The human and animal toll

My allergies flare. Cats hide under the bed, ears flat, quivering at the noise and smell. Dogs shiver through the bursts, pacing. Many times running away from familiar territory to strange ones where they are attacked and/or beaten. Some times to death. To them it’s chaos — fireworks that should sparkle become thunderous and frightening.

Beyond my home: emergency rooms are filling. In Gujarat, for instance, burns cases rose by 53% during the festival period.  Fire-service and police records report fires caused by fire-crackers, injuries, trauma. 

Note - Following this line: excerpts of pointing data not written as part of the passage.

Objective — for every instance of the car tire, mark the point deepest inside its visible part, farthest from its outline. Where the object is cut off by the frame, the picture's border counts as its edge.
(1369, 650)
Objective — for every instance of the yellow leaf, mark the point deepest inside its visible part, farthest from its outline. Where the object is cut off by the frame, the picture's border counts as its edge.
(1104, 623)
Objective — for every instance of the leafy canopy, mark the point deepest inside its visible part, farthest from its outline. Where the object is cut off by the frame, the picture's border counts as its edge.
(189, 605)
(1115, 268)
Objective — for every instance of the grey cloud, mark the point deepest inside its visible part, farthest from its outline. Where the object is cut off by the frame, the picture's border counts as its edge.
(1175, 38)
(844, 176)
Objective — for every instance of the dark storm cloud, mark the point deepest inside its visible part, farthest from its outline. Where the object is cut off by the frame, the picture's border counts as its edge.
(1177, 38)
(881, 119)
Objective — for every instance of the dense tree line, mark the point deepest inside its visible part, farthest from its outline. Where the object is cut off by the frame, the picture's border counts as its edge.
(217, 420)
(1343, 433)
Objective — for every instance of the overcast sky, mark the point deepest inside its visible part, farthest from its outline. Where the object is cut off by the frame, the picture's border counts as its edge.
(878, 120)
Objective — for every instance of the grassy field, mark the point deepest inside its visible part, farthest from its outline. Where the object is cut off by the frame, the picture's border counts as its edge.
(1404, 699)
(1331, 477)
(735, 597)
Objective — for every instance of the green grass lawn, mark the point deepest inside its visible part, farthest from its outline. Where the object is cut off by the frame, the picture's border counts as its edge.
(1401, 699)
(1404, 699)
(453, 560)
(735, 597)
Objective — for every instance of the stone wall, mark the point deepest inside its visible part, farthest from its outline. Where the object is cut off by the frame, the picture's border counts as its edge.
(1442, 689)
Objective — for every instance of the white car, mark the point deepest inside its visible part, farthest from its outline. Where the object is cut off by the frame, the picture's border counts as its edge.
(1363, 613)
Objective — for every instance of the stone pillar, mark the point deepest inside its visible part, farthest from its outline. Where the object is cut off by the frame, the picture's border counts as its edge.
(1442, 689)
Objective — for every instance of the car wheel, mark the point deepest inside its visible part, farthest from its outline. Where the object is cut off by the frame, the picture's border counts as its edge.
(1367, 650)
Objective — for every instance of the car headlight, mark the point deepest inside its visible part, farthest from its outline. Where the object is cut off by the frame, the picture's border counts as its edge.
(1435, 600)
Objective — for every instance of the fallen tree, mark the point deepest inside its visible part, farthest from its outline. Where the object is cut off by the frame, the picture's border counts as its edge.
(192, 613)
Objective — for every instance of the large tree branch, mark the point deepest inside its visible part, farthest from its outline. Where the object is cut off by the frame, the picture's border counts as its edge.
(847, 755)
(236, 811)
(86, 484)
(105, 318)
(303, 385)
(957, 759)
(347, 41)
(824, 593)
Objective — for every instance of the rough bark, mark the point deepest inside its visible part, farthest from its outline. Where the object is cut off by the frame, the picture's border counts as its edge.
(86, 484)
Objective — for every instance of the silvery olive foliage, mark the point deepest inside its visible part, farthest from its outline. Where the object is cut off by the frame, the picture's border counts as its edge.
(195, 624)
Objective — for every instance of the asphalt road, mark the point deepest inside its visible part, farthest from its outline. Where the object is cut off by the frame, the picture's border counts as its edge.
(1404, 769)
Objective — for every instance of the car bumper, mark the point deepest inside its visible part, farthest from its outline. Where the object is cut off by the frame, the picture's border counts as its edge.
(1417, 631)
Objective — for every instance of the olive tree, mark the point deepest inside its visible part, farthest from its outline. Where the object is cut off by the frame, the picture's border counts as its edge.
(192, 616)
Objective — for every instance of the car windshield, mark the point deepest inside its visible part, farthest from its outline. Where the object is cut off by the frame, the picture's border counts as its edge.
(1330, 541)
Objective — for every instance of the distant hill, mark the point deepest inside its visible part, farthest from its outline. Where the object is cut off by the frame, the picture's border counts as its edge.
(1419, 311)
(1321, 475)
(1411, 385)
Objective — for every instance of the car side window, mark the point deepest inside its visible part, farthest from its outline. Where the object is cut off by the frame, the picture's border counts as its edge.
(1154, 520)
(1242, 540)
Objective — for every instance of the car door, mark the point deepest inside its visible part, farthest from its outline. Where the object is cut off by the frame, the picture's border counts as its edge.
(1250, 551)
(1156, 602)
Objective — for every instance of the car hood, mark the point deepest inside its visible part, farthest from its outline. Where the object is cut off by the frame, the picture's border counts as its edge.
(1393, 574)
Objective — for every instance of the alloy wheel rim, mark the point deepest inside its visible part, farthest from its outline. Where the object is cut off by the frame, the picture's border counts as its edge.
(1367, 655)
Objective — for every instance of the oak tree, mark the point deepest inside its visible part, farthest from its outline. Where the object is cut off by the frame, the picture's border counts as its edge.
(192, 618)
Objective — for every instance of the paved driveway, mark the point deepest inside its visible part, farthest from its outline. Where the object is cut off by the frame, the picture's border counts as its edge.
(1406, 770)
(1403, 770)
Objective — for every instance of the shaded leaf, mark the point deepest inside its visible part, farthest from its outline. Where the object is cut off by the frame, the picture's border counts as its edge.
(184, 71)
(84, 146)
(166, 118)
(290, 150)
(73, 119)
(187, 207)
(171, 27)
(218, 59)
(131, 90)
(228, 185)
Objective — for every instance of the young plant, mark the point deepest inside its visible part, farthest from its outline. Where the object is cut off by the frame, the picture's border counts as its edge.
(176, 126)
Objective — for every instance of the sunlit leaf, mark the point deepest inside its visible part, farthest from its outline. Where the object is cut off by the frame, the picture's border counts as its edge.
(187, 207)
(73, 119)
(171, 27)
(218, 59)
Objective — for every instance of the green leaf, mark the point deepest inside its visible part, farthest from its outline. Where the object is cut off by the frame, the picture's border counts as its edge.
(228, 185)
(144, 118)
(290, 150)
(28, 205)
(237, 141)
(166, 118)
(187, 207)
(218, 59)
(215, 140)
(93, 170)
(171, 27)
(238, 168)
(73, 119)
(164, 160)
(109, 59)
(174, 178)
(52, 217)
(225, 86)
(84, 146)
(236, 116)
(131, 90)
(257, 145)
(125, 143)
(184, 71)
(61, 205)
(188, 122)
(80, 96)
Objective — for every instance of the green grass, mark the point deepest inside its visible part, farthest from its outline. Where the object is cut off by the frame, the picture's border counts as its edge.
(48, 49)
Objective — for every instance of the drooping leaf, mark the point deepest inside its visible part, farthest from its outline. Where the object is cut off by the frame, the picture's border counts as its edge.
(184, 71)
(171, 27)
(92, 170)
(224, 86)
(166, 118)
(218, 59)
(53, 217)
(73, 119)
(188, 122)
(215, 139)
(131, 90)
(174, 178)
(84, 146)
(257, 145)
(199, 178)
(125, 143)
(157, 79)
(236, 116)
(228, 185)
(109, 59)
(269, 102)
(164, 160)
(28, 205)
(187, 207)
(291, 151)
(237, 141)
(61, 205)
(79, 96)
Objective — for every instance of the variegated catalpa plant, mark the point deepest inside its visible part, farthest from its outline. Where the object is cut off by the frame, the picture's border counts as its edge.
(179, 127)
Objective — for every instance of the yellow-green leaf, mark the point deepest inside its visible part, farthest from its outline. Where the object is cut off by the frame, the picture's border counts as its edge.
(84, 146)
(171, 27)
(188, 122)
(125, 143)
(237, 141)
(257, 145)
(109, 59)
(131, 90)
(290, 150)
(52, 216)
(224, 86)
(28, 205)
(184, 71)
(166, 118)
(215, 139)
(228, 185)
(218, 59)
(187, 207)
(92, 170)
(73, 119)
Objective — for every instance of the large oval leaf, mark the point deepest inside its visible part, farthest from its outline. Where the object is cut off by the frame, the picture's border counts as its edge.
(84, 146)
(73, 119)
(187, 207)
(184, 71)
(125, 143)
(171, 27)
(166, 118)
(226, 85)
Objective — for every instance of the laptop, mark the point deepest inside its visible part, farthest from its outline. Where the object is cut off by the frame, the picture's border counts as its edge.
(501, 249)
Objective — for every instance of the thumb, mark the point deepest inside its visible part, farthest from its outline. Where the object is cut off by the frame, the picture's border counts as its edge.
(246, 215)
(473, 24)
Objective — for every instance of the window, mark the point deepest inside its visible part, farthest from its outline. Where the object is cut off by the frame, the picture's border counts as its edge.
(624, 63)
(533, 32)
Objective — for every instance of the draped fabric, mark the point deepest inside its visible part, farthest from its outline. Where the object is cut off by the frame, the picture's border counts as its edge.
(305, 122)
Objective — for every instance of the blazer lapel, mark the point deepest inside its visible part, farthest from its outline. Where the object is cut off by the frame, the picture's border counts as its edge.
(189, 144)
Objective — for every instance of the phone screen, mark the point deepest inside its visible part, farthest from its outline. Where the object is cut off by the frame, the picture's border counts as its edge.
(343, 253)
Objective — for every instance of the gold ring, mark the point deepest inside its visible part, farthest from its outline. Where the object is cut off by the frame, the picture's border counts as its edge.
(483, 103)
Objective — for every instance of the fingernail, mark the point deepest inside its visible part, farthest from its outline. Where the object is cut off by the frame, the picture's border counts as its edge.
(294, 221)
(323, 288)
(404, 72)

And the air? It becomes an agent of harm. Fine particles penetrate deep into lungs. One study tracking personal exposure during fire-cracker bursting found PM₂.₅ levels reaching 4 860 µg/m³ to 64 500 µg/m³ during individual cracking events. (By comparison, safe annual average limits are in single digits per WHO guidelines.) 

Those particles carry metals, sulphur-dioxide, nitrogen-oxides. For vulnerable people (asthma sufferers, children, elderly) the risk is stark. Sounds frightfully personal to me.

My plea — for the sound of silence and clean air

I ache for a lighter sky. For the moment when celebration does not come at the cost of my breath or my pets’ comfort. When a festival doesn’t mean I spend the next two days in a haze of coughs and half-open windows.

I understand traditions matter, joy matters. But surely they matter less than basic rights: to breathe, to live without fear of lung constriction or silent harm.

I write this to say: yes, green crackers might help somewhat, but we need stricter compliance, fewer bursts, earlier windows. We need enforcement, but more deeply we need empathy — for those whose bodies oppose the smoke, whose animals dread the acoustics.

If you celebrate: try shimmering lights instead of booming bangs. Spare a thought for the dog cowering in the corner, the cat who won’t come out, the neighbour whose lungs are already tired.

Let’s light the sky — but let’s also clear the air.